Participating In Your Own Community

March 7, 2013Comments Off

The aloof god-like figure is archaic. 

I attended an internal training session for organizations participating in online communities last year. It included gems such as; "don't discuss company matters", "don't comment on potential problems", "don't express emotions", "don't reveal your name or any personal details", "don't give your opinion".

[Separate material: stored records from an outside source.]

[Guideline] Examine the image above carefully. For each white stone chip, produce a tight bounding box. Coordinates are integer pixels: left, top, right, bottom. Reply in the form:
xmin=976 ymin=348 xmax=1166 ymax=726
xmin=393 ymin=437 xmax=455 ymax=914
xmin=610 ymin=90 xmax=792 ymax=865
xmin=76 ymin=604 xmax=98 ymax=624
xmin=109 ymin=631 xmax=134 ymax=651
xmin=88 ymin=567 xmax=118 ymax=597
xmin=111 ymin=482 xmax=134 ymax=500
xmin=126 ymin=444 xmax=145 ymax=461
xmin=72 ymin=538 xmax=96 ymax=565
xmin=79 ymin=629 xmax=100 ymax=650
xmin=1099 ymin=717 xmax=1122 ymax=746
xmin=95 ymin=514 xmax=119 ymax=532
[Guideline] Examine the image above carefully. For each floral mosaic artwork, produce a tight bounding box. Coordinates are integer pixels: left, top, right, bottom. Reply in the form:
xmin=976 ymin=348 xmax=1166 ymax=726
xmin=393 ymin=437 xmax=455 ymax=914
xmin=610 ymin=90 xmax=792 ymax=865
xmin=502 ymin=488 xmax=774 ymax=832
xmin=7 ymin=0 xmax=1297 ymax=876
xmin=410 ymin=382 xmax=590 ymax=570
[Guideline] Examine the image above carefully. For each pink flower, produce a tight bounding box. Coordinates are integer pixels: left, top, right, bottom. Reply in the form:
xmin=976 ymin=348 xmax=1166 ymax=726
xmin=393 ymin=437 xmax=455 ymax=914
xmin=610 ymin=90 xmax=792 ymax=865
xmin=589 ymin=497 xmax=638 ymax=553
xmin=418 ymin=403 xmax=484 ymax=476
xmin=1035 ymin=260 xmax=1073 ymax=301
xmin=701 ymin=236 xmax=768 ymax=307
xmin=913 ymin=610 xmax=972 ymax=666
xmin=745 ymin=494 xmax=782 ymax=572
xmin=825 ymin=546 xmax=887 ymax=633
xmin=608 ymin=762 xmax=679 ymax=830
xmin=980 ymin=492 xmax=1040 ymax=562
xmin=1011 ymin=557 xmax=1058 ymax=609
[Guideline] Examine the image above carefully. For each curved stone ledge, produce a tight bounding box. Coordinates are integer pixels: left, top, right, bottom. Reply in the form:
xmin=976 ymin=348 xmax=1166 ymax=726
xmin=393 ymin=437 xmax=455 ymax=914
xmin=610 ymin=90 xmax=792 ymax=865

I'm sure legal representatives love this, but it leads to fake conversations like this

The community manager doesn't need to be the star of the community. They do need to be a visible participant. It helps if they're liked and build relationships with members. They need to be human. Let's refresh some rules from 2 years ago:

  1. Write in 1st person. People talk to people. The us is a clear sign that this is an organization that won't pay attention to your response. 
  2. Lead with the question, not the content. e.g. What do you think about {x}? I've been considering {y} or {x} for some time. I noticed recently that {x} now has {something}. Does anyone know much about this? 
  3. Engage first, tell second. If you would like convey information in this way, then ask people what they think about it first. Then when they reply you can respond with more information weave into your own thoughts.
  4. Ask specific people in the community to reply. Pick out popular community members and ask them to reply first. e.g. "I would love to hear what Mike or Joanna think about this."
  5. Phrase it as a personal questionHas anyone had any experience with ….?
  6. Use closed questions. Do you think this will be better than {y}. How many of you think this will have a big impact on {y}?
  7. State your opinion. If you want someone's opinion, it helps to give an opinion. People can then agree or disagree with you. 
  8. Tell a personal relevance story. Begin with a story. Why are you asking this? Why do you want their opinion? Not why the organization wants their opinion – but why you, personally, want their opinion. Let people know more about you. 

The set of rules endemic in corporate community management training is both patronising to potential participants, reduces motivation to participate, and damages communities. Fortuntely, this is an easy thing to change.